Create an energized, fluid tango by learning to stop

Tango pauses vs. micropauses

I think of the pauses in tango as the white space around a haiku on a printed page. To have a lovely dance, you choose when to move and when to pause so that your dance has music and spatial flow. This is NOT what I am talking about today.

What I want to discuss today is the question that three people have asked me in the last week: “Why are you making me stop at the end of each step???” The argument is that they don’t SEE anyone doing what I ask them to do when we are working on the deep technique of tango.

I call these tiny moments “micro pauses” within the dance. You don’t see these mini stops when watching someone dance, but they form the basis for a fluid dance that SEEMS to not stop between steps. The human eye likes to track movement, and once you have mastered these micro pauses, even your partner may not be aware of them. When you watch people dance on video, especially performers, remember that a. no one is in their way and b. this is a choreography. Therefore, the partner already knows what is coming next and they aren’t going to hit anyone if they can’t change direction.

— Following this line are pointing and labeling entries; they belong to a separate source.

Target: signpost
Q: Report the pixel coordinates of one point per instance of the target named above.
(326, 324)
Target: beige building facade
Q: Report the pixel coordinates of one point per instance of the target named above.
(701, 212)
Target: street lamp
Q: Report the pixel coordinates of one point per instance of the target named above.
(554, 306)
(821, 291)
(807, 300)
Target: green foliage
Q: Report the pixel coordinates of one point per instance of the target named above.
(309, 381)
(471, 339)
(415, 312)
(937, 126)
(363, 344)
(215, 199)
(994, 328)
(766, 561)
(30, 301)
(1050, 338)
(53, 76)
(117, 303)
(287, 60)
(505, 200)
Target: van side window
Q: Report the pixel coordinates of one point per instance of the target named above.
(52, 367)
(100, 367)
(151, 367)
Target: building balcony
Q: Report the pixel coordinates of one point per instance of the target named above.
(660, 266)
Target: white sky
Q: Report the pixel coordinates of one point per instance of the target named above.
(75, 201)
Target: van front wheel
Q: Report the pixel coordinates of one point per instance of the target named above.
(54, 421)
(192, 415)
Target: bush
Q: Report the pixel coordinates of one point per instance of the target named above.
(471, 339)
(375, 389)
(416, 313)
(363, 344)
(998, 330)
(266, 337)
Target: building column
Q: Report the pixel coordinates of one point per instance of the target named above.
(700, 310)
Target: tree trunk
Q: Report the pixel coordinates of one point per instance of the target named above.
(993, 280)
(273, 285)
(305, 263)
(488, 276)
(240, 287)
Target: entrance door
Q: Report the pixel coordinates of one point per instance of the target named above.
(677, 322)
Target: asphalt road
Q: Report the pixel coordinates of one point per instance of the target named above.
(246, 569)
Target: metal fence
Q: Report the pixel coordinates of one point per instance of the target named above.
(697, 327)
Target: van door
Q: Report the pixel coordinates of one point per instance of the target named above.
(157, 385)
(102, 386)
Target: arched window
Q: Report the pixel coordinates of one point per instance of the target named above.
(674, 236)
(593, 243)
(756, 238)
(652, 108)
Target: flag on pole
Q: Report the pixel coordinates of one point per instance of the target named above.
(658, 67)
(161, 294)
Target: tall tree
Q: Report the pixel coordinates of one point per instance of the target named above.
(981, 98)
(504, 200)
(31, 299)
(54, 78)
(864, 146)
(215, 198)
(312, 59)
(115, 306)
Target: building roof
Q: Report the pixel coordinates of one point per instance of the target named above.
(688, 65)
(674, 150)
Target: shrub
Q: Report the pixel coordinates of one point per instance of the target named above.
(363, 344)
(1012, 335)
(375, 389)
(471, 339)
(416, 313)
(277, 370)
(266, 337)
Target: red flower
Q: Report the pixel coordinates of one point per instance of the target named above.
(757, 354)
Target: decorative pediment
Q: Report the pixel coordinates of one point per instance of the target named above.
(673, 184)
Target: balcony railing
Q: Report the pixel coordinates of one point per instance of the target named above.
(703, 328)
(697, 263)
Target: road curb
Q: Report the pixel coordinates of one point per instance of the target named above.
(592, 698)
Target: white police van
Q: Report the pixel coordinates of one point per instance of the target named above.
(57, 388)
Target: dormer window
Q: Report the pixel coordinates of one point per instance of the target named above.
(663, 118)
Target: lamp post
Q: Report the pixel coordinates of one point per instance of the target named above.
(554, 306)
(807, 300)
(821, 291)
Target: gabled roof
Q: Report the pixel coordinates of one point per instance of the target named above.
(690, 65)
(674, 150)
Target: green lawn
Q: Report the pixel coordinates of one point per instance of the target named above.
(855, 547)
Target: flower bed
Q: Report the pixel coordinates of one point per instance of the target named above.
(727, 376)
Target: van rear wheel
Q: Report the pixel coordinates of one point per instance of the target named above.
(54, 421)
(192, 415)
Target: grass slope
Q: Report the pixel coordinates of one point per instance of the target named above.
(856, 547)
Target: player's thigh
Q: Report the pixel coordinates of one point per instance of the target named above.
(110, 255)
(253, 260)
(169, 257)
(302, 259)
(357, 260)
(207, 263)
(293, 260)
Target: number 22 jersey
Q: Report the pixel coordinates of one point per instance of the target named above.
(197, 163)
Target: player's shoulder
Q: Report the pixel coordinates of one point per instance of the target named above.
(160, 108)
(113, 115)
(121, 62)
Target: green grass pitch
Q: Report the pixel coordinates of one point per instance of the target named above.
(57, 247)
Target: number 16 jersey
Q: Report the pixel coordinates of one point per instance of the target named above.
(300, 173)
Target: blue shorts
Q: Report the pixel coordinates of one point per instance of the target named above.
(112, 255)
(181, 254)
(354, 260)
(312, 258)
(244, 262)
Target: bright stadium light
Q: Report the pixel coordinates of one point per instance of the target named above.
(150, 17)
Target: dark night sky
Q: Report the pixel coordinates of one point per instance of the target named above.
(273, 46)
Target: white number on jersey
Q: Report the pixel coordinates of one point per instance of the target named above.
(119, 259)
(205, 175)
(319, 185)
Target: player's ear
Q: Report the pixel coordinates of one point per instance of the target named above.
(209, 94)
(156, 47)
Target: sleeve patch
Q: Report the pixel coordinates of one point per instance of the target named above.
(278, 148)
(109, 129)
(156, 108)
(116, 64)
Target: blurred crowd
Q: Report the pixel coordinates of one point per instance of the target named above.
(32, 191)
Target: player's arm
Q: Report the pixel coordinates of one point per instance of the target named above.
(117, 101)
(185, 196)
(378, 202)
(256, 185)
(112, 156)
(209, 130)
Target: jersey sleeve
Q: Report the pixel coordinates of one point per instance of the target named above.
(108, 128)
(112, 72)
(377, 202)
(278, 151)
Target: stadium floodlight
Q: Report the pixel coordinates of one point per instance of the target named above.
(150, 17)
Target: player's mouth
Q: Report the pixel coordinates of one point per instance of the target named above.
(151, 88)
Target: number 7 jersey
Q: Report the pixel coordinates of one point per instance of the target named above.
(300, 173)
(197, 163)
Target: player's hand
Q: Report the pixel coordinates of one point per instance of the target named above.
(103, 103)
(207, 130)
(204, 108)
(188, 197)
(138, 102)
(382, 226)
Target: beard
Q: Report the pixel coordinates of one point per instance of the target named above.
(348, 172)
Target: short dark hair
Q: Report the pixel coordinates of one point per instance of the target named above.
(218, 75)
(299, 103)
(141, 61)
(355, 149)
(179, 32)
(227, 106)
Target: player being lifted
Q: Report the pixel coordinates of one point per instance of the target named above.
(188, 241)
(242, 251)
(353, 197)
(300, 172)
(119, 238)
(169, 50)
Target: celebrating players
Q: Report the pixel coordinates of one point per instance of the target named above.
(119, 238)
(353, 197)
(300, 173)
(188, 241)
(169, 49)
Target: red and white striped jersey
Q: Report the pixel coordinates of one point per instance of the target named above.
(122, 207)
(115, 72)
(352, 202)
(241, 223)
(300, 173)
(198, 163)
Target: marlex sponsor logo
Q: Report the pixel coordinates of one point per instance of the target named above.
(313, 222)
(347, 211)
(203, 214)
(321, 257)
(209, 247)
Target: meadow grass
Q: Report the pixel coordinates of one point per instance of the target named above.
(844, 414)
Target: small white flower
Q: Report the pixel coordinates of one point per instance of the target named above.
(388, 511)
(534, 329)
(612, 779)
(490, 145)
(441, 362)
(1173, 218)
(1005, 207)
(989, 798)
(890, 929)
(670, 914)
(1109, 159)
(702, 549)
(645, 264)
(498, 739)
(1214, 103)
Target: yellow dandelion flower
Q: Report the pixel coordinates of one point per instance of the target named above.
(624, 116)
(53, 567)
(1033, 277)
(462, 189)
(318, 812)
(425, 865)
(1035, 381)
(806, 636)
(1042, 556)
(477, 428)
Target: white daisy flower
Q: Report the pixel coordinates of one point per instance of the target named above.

Micro pauses improve your balance

When you are learning to finish/start each move on balance, you must stop as long as you need to get completely on axis. At first, this will feel like you are doing the graduation walk REALLY SLOWLY (hum Pomp and Circumstance as you practice to make it more fun!). It’s hard to get your brain to slow down this far, so check out the exercises below to see how I cheat my brain into slowing down enough to finish each step.

It’s ok to put both feet on the floor! On a good day, 1% of your weight might land on that other foot, enough to move a sheet of paper under your foot but not get stuck on the floor. On a day when balance is a challenge, you may have to use that moment to land on both feet, get on balance, and then try again. Which do you prefer: a partner who falls over, or a partner who catches their balance? Yeah, I thought so.

I try to use the end/beginning of each step to adjust my balance and the balance of my partner if I am leading. That way, I never fall too far off balance. I am not perfect by any means, but I have practiced enough that most of the time, my off-balance moments are private, and I fix them before other people must deal with them. This subtle level of awareness adds to your quality of movement and provides your partner with a much nicer, fluid dance overall.

Micro pauses improve your musicality

Micro pauses provide what I think of as the heartbeat of tango: the Bum, Bum, Bum of each step having power, energy, balance, the sensuality of a big cat ready to pounce. Without them, the dance is set in motion and moves down the floor like a robot set in motion: no heartbeat. A dance like that is like a flat line on the heart monitor: it’s dead. Get your tango off life support and use those micro pauses!

Again, if you are completely on balance at the beginning of a move, you have more choices of how to play with the music. If you are off-balance, you usually have only one speed and direction you can go. I like to have choices to play with in the music. This moment gives you time to choose whether to move, to pause, to switch feet, to catch your partner’s balance—way more fun than just walking on the beat for ten minutes.

Exercises towards a balanced, fluid dance

I had to make up exercises to slow my brain down when I learned to finish each step. My brain was SURE that my body had completed a step long before I arrived on axis. I am certain that I am not the only human with this problem :-)

Walking with adornos

The point of the adornos is not to scribble all over the dance: it’s to encourage pauses and to help keep a dynamic balance during pauses. For each step, FINISH the step and then explore the world of your free leg. If you arrive on balance, there is a lot here to mine for quality of movement and musical expression. For me, I started to do this because otherwise I would try to slide through the end of move into the next step, missing that crucial moment where I was between the steps. Mantra: the last step is past; the next step has not yet happened. There is only this moment.

Change direction every step (the grid game)

Pretend you are on a piece of graph paper. For each step, you must step direction forward, side or back, as if on a grid and you CANNOT go two steps in the same direction. Find out which of your steps are easy to finish, which make you fall over, and focus on the difficult ones. Put on music and play with different speeds (or add adornos) to make this feel more like a dance.

Mirror game

Facing a partner but not touching, try to complete steps in slow motion, again changing directions often. Don’t begin a new step until your partner looks like they are totally on balance. For more challenge, pause longer at the pauses sometimes, and other times try to shorten the “micro pause” timing, moving when it feels like your partner has arrived on axis, but before they start to adorn and play.

It gets easier and faster

Remember that when your brain gets this idea fully wired into place, you will suddenly be able to speed up the process to where other people can’t see the micro pause, but they can feel the improvement in your balance, energy, and musicality! It does take patience to slow down enough to really practice this, so good for you for doing the extra work to make your dance truly fluid by pausing!